Model: GPT-4o (quality of final output matters most here)

Tools: None — pure generation from accumulated context


Codebase Vector Index

Purpose

The Codebase Search Agent needs semantic search over the repository's source code. A keyword-based search is insufficient for finding the code path related to "JWT token expiry on UTC server" when the actual code says if token.exp < time.time().

Implementation

Repository Clone → Code Chunking → Embedding → Chroma Vector Store
  • Chunking: RecursiveCharacterTextSplitter with chunk_size=1000, chunk_overlap=200, splitting on Python/JS/TS syntax boundaries
  • Embedding model: text-embedding-3-small (OpenAI) — cost-effective for code
  • Vector store: Chroma (local, persistent) — one collection per repository
  • Retriever: VectorStoreRetriever with k=8, similarity_threshold=0.3

Index Lifecycle

Trigger Action
First job on a repository Full index build (clones repo, chunks, embeds, stores)
Repository updated (webhook or manual trigger) Incremental re-index of changed files only
Index older than 24 hours on an active repo Background refresh triggered before next job

Limitations (v1.0)

  • Maximum repository size: 500MB
  • Supported languages: Python, JavaScript, TypeScript, Go, Java
  • Binary files, generated code, and node_modules are excluded from indexing

Agent Configuration

Users can configure each agent via the Settings page (Zone 1 header → Settings → Agents):

Setting Options Default
LLM Provider OpenAI, Anthropic OpenAI
Model (per agent) gpt-4o-mini, gpt-4o, claude-3-5-haiku, claude-3-5-sonnet See per-agent spec
LangServe Endpoint URL Any valid URL localhost defaults
Model Gateway URL Any valid internal URL http://litellm:4000
System Prompt Free text (advanced) Built-in default
Max Tokens 500–4000 1500
Temperature 0.0–0.5 0.0

Configuration is stored per-repository in the backend database.
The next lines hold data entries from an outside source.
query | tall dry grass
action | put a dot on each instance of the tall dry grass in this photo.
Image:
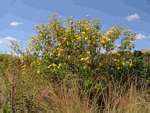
(37, 95)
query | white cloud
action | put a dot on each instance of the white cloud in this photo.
(15, 23)
(7, 40)
(133, 17)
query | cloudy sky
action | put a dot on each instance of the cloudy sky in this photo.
(18, 17)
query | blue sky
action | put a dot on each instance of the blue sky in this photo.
(18, 17)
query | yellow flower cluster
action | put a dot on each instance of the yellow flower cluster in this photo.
(104, 40)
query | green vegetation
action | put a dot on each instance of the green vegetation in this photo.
(76, 67)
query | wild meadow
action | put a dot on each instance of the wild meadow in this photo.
(74, 66)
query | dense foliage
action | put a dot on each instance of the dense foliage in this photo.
(74, 49)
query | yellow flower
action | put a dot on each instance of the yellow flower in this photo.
(52, 65)
(104, 40)
(59, 66)
(77, 37)
(83, 32)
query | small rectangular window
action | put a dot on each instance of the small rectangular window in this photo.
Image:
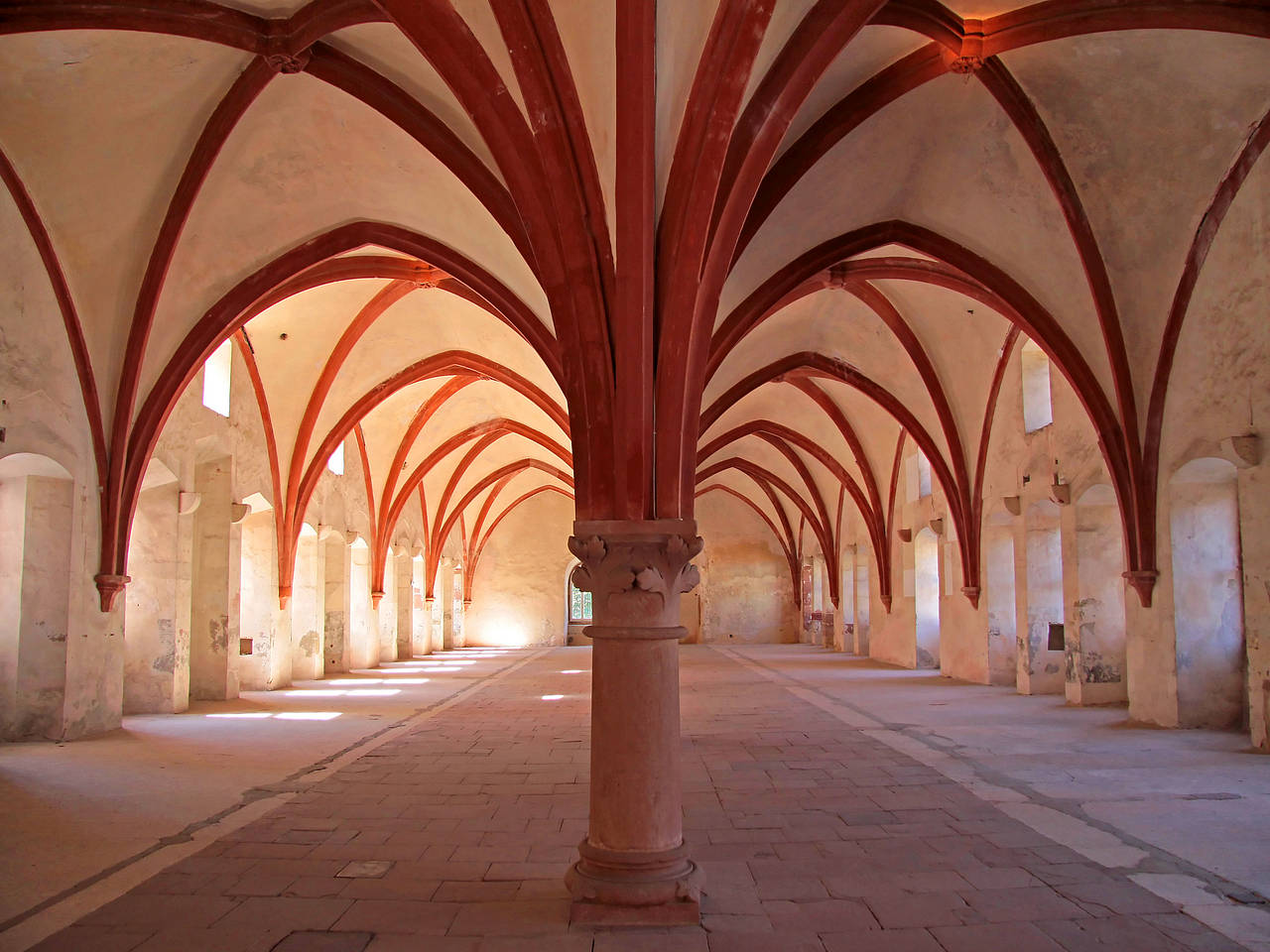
(1057, 639)
(216, 380)
(579, 604)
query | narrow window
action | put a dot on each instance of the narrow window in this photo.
(216, 380)
(1038, 409)
(1057, 638)
(579, 604)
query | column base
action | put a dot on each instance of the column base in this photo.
(634, 889)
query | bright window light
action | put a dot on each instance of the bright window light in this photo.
(216, 380)
(1038, 407)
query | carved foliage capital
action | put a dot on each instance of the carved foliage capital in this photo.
(636, 579)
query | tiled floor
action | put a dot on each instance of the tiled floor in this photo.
(813, 835)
Changes take effect on the next job submission.


Inter-Agent Contract

All agents share a common interface contract to ensure the LangGraph supervisor can treat them uniformly.

HTTP Contract (LangServe)

Every LangServe endpoint must accept:

  • POST /agents/{name}/invoke with JSON body { "input": { ...AgentInput fields } }
  • Return { "output": { ...AgentFinding fields } }

AgentFinding Base Fields

Every agent output must include these base fields regardless of agent-specific fields:

class AgentFindingBase(BaseModel):
    agent_name: str
    summary: str
    confidence: float  # 0.0–1.0
    reasoning: str
    error: str | None

The supervisor reads confidence and error to decide whether to accept the finding, retry, or escalate to human input.